A ementa da supramencionada reforma expressa que esta altera as leis 9.307/96 e 6.404/76, para, em suma: ampliar o âmbito de aplicação da arbitragem; regulamentar sobre a escolha dos árbitros; prever a interrupção da prescrição pela instituição da arbitragem; estabelecer sobre a concessão de tutelas de urgência; dispor sobre a carta arbitral e a sentença arbitral e revogar dispositivos da lei 9.307/96.
Desse modo, importante tecer breves comentários quanto às principais inovações e alterações com o advento da reforma da lei de arbitragem.
Primeiramente, quando se menciona que um dos objetivos da modificação da lei consistiria em ampliar o âmbito de aplicação da arbitragem, poder-se-ia afirmar que esse alargamento seria viabilizado pela regulamentação da aplicação da arbitragem em litígios em que figura como parte a Administração Pública Direta e Indireta.
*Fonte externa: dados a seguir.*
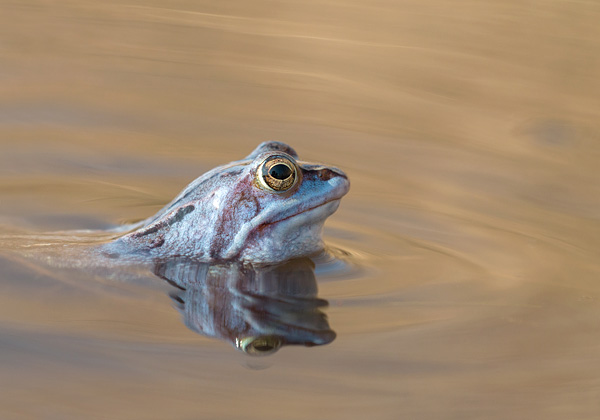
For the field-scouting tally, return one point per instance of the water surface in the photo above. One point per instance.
(470, 132)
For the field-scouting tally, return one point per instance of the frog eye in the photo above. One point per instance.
(259, 346)
(278, 173)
Para efetivar o mencionado, houve o acréscimo de dois parágrafos ao artigo 1º da lei 9.307 de 1996 dispondo que “§ 1o A administração pública direta e indireta poderá utilizar-se da arbitragem para dirimir conflitos relativos a direitos patrimoniais disponíveis”, e “§ 2o A autoridade ou o órgão competente da administração pública direta para a celebração de convenção de arbitragem é a mesma para a realização de acordos ou transações”.
Ainda sobre este aspecto, houve a inclusão do § 3º ao Art. 2º da lei 9.307 de 1996 para determinar que a arbitragem que envolva a Administração Pública será sempre de direito (portanto, não por equidade) e respeitará o princípio da publicidade.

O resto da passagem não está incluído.